金利と株価はなぜ関係するのか
結論、企業価値を計算するときの「割引率」と、企業の資金調達コストが変わるからです。
金利が上がると、将来の利益を現在価値に引き直すときの割引率が上がりやすくなります。 すると、将来の利益に高い期待を乗せていた株ほど評価が下がりやすくなります。

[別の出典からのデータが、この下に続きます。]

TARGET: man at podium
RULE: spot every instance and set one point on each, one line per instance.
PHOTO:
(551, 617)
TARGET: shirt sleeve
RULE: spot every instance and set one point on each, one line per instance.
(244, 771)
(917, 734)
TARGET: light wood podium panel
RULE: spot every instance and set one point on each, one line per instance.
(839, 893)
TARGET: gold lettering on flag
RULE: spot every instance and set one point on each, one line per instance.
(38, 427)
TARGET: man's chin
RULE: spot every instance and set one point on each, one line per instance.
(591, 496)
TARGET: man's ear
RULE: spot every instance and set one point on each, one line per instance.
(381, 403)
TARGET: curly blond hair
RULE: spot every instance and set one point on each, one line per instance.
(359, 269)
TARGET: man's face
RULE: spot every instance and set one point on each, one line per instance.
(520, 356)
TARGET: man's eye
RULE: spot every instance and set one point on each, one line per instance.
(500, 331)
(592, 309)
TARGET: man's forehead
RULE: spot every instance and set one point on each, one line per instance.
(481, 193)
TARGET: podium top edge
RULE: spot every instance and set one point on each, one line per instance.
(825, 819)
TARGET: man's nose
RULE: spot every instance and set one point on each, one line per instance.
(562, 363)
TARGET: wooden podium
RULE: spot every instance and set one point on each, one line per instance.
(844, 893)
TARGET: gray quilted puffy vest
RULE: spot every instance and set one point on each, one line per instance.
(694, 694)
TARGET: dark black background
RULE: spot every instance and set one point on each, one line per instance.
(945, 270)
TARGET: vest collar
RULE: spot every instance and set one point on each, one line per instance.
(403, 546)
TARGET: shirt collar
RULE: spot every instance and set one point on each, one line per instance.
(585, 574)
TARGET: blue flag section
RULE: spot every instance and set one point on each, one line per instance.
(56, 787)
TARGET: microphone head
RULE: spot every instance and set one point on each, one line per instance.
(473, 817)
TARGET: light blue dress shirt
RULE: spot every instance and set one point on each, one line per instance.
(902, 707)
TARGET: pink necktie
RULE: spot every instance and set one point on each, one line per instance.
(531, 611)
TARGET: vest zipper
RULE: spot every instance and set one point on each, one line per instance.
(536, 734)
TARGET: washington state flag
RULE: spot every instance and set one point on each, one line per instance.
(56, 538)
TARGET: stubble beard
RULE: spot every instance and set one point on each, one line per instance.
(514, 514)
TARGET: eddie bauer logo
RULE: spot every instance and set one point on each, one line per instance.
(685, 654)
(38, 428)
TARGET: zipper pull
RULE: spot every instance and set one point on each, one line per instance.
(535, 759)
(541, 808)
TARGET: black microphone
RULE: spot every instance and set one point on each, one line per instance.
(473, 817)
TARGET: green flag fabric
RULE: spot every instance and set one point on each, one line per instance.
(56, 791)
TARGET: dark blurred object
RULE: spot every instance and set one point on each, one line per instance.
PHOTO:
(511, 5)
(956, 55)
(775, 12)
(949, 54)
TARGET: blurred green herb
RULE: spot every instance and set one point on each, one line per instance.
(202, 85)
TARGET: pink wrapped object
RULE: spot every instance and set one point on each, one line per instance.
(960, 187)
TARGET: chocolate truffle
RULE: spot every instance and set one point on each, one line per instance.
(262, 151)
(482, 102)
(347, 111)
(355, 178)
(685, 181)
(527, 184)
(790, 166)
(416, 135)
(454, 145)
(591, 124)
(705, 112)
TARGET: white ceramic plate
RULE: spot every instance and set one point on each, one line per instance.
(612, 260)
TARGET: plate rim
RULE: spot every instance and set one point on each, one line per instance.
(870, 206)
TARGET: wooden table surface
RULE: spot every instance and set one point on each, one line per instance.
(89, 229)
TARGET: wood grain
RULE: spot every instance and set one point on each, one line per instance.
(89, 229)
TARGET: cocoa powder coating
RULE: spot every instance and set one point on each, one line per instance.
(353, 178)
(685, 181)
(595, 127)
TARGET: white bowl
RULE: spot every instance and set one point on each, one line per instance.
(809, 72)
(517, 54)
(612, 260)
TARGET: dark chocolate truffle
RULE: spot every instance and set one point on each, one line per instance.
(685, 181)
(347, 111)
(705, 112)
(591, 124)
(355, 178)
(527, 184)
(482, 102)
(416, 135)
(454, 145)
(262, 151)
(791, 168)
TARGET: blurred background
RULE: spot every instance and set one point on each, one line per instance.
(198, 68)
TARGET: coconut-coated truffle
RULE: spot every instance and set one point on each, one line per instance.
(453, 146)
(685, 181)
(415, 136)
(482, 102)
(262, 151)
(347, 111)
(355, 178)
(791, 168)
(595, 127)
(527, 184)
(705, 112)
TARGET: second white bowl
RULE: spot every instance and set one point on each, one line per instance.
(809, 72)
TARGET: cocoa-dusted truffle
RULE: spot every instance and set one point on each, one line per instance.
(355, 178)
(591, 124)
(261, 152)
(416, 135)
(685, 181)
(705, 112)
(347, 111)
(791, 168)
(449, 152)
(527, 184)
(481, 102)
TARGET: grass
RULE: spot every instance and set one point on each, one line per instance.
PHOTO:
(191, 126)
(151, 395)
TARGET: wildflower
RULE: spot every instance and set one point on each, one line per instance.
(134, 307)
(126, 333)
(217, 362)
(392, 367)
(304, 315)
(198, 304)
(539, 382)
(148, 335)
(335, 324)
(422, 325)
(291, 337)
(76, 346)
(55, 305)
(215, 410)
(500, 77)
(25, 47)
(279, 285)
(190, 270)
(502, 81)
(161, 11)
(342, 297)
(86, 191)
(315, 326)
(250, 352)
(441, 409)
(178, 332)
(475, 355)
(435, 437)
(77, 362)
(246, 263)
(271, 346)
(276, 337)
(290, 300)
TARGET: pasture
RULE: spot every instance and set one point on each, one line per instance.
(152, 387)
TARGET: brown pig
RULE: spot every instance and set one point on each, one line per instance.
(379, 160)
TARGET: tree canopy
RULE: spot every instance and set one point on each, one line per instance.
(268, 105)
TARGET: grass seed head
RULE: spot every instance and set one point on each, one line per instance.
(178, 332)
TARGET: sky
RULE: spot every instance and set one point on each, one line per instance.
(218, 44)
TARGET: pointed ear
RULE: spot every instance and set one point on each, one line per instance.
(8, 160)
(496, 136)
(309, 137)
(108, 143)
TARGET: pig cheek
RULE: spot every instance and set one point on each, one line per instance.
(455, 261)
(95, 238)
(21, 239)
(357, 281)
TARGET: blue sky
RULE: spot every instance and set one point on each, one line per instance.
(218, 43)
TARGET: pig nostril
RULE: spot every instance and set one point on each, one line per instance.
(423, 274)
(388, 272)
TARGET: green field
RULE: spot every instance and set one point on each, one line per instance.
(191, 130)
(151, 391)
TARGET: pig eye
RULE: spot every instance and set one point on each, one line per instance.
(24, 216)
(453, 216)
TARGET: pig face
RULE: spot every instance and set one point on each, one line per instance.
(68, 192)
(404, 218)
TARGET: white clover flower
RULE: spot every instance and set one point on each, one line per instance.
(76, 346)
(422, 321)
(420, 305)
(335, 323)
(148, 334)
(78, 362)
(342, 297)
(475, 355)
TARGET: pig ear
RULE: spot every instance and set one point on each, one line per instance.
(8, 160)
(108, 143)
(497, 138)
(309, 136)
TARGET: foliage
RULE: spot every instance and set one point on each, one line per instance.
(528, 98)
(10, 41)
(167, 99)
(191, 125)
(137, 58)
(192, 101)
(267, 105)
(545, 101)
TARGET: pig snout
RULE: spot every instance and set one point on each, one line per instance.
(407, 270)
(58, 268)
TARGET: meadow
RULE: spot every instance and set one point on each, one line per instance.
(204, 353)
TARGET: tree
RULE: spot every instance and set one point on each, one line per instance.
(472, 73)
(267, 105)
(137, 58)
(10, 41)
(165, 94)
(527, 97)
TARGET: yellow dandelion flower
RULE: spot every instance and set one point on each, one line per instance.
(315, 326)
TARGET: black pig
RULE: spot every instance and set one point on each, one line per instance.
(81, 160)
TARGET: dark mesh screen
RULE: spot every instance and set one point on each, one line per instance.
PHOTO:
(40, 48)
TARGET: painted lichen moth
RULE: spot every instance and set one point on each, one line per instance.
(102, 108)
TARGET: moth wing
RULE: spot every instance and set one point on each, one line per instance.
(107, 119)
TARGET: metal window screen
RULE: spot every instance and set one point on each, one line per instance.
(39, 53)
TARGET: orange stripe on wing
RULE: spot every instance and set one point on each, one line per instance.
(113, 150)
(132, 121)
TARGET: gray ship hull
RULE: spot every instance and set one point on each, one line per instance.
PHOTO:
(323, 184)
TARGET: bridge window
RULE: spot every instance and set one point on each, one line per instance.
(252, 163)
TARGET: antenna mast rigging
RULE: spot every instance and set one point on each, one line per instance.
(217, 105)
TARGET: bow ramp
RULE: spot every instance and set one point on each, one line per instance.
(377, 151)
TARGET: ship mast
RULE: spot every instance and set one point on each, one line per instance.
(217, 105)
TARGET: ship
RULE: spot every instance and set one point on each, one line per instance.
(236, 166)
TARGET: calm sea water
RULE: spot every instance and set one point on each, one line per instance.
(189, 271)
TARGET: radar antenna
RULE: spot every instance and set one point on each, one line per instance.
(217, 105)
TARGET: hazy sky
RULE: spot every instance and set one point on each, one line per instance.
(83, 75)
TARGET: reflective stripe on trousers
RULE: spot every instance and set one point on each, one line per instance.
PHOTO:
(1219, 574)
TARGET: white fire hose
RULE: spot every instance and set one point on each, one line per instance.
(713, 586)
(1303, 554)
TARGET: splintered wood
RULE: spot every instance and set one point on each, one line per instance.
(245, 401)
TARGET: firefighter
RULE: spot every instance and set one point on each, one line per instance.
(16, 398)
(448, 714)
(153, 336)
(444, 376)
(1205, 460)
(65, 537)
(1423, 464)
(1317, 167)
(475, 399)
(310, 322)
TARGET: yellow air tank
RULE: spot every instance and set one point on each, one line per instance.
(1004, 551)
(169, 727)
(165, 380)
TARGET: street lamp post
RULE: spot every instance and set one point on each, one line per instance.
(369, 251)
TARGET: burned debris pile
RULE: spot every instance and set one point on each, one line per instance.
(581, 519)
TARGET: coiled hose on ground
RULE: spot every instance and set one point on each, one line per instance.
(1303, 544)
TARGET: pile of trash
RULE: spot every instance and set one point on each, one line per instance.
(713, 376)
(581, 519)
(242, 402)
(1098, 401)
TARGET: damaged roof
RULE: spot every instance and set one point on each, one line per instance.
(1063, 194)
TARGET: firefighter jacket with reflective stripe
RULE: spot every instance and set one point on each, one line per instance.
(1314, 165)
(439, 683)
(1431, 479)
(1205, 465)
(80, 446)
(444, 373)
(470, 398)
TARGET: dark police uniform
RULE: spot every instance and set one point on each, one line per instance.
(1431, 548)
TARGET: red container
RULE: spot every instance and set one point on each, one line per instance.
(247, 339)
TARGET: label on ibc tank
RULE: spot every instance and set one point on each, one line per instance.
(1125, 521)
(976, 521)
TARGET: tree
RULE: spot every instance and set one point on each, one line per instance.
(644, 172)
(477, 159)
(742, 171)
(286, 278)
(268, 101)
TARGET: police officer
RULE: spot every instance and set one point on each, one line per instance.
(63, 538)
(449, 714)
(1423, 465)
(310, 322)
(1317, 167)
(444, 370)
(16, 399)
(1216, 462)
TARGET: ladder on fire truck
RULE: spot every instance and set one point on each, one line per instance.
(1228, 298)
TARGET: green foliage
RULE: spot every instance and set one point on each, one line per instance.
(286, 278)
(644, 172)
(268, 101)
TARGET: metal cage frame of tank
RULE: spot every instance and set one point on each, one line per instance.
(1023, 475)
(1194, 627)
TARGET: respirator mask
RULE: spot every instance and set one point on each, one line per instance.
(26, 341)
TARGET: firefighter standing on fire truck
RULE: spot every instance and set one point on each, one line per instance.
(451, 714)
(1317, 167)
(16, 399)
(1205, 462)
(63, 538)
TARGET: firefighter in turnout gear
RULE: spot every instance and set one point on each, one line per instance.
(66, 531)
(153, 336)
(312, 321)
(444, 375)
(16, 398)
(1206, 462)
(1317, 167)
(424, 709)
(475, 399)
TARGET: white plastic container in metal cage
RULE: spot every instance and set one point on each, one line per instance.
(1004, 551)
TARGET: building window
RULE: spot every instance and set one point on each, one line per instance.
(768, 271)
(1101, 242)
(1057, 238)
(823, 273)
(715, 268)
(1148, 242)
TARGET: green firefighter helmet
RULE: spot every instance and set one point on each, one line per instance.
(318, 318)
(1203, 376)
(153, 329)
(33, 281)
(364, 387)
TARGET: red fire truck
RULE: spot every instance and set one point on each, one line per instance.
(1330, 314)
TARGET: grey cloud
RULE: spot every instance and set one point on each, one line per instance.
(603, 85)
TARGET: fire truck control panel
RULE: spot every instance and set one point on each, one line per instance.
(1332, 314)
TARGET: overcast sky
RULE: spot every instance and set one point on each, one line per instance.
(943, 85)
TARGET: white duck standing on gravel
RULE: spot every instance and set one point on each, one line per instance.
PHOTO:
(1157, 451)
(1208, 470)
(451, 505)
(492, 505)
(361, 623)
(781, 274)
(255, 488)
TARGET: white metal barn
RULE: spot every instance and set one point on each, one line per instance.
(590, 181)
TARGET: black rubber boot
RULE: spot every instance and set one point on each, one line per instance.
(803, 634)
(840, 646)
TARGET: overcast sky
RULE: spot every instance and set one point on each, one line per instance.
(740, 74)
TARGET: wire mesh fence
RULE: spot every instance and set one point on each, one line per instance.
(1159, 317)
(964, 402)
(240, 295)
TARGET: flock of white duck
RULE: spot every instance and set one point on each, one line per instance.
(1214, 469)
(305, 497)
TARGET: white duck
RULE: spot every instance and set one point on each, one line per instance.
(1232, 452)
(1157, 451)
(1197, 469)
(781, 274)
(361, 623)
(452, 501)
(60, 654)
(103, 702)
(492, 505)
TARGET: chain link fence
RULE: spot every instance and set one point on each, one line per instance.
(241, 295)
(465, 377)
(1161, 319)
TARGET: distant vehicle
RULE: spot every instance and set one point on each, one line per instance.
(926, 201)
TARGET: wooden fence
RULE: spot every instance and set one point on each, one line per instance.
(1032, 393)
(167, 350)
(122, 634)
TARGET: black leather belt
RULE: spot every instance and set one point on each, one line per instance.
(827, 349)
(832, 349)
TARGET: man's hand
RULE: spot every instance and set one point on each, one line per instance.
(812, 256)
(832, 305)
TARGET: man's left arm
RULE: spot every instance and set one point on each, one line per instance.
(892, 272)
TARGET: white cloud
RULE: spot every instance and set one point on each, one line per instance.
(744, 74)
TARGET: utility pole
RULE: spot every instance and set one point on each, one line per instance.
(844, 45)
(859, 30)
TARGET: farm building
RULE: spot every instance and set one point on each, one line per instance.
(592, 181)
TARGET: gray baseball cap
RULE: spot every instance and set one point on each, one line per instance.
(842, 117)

同時に、企業の借入コストや投資家が求める期待リターンも上がりやすくなります。 そのため、金利は株価の土台にある前提を動かす変数です。
基本パターン
まずは大枠の整理です。
| 金利の動き | 株価への一般的な影響 | 理由 |
|---|---|---|
| 金利上昇 | 下がりやすい | 割引率上昇、借入負担増 |
| 金利低下 | 上がりやすい | 割引率低下、資金調達環境改善 |
| 急激な金利上昇 | 変動大 | バリュエーション調整が起きやすい |
| 景気回復とセットの金利上昇 | 上がる場合もある | 利益成長期待が金利上昇を上回る |
重要なのは、金利だけではなく「なぜ金利が動いているか」を一緒に見ることです。
金利上昇で株価が下がりやすい理由
1. 割引率が上がる
株価は将来利益の現在価値という考え方で説明されることが多いです。
金利上昇 → 割引率上昇 → 将来利益の現在価値が低下
この流れで、特に高PERのグロース株は下がりやすくなります。
2. 企業の資金調達コストが増える
借入依存の高い企業は、金利上昇で支払利息が増えやすくなります。 不動産、設備投資負担の重い企業、財務レバレッジの高い企業では逆風になりやすいです。
3. 債券との比較で株の魅力が下がる
金利が低い時は、債券利回りが低いため、配当株や成長株に資金が向かいやすくなります。 逆に金利が上がると、債券の利回りが改善し、株式の相対的な魅力が低下しやすくなります。
それでも金利上昇で株価が上がることがある理由
ここが実務で重要です。
金利上昇が「景気回復」や「企業利益の改善」を伴う場合、株価は上がることがあります。
たとえば、
- 景気が強い
- 企業売上が伸びる
- 賃上げや設備投資が進む
という局面では、多少の金利上昇よりも利益成長期待が勝つことがあります。
つまり、悪い金利上昇と良い金利上昇を分けて考える必要があります。
| 金利上昇のタイプ | 株価への見方 |
|---|---|
| 景気回復型 | 中立から強気 |
| インフレ悪化型 | 弱気になりやすい |
| 財政不安・国債売り型 | 不安定化しやすい |
業種ごとの影響
金利変化の影響は一律ではありません。
追い風になりやすい領域
- 銀行:利ざや改善が期待されやすい
- 保険:運用利回り改善が追い風になりやすい
- 一部の商社・資源株:インフレ局面と重なると強いことがある
逆風になりやすい領域
- 高PERグロース株:割引率上昇の影響を受けやすい
- 不動産:借入コスト上昇が重荷になりやすい
- 小売・外食:景気減速やコスト増と重なると厳しい
投資家が見るべき3つのポイント
結論、金利の水準だけでなく、背景と速度と業種を見ます。
1. 短期金利か長期金利か
政策金利だけでなく、10年国債利回りなど長期金利も重要です。 株価のバリュエーションには、長期金利のほうが効きやすい場面があります。
2. 金利上昇の理由は何か
景気改善なのか、インフレ悪化なのか、政策信認の低下なのかで意味は変わります。 同じ金利上昇でも、株価にとって良い場合と悪い場合があります。
3. 自分の保有銘柄はどのタイプか
高成長株が多いのか、配当株が多いのか、金融株が多いのかで受ける影響は変わります。 金利ニュースを見る時は、指数全体よりも自分のポートフォリオへの影響を先に確認したほうが実務的です。
初心者が誤解しやすい点
- 金利上昇なら必ず株安、ではない
- 金利低下なら必ず株高、でもない
- 金利だけで相場を説明し切ることはできない
株価は、金利、景気、企業業績、需給、為替が重なって動きます。 その中で金利はかなり重要な要素ですが、単独で売買判断を決めるのは危険です。
まとめ
- 金利は株価の割引率と資金調達コストに効く
- 一般に金利上昇は株価の重荷、金利低下は追い風になりやすい
- ただし景気回復型の金利上昇では株高もありうる
- 銀行・保険は比較的追い風、高PER株や不動産は逆風になりやすい
- 金利水準だけでなく、背景と速度と業種を確認することが重要
行動としては、金利ニュースを見たら、まず「なぜ上がったのか」と「自分の保有銘柄にどう効くか」を分けて考えましょう。